Thinking of KJ propels me forward. I fix an image of him firmly in my mind—a happy one of the two of us talking in the courtyard—and head away from the chaotic hospital entrance, out toward the street. I walk three blocks before I find someone on a bicycle, and then strain to drag the guy onto the sidewalk. I feel bad about stealing his bike. One minute, the poor guy will be riding down the street, and the next he’ll be sitting on the ground, bikeless. It can’t be helped. I don’t have the time or the strength to walk.
The ride to the Center feels endless. One trip on t
he back of a tandem bike isn’t enough training. I fall over eight times before I master a semblance of balance and still walk the bike down hills because I don’t trust the brakes. Raindrops hang in the air, plastering themselves against me. Only panic keeps me going. If I take too long, I’ll lose control of time.
I’m shivering by the time I reach the Center. The tall stone building blurs through the haze of rain, like the setting of a dream. Or a nightmare. I drop the bike and drag myself up to the front door. Locked, of course. I melt time and ring the bell.
“Alex?” Charlie’s voice crackles through the intercom. “What are you doing out there?”
I turn my face up to the camera that monitors the front door.
“Dr. Barnard was driving me to the Central Office,” I say, too tired to make up a lie. I lean against the door. “We got in an accident. Let me in.”
The door buzzes and I half-fall inside when it opens. Charlie is already out of his chair, a phone pressed against his ear. I freeze time before he gets any closer and then take off my shoe and use it to prop open the door.

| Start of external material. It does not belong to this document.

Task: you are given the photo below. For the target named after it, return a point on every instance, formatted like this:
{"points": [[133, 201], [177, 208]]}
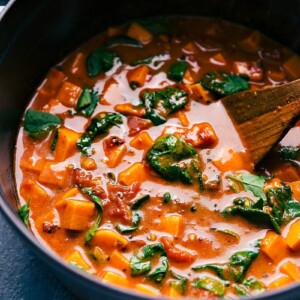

Urgency bites at my heels as I stagger toward the clinic. KJ, I keep repeating in my head. I have to save KJ. The door opens under my touch. The room is empty, except for KJ who lies in the same prone position I left him in. He looks worse than I remember. Sweat dampens his forehead. His mouth has gone slack. I place my hand against the skin of his exposed arm, the one linked to the snaking tube of an IV.
Melt time. Freeze time.
KJ doesn’t move. I rip off the tape holding the IV in place and press down on the insertion point the way I’ve seen Amy do before pulling out the needle. No response. I look for the reassurance of his pulse. It’s faint, the soft flutter of a wounded moth.
“KJ.” I shake him. Nothing. I slap his cheek, lightly, and then harder.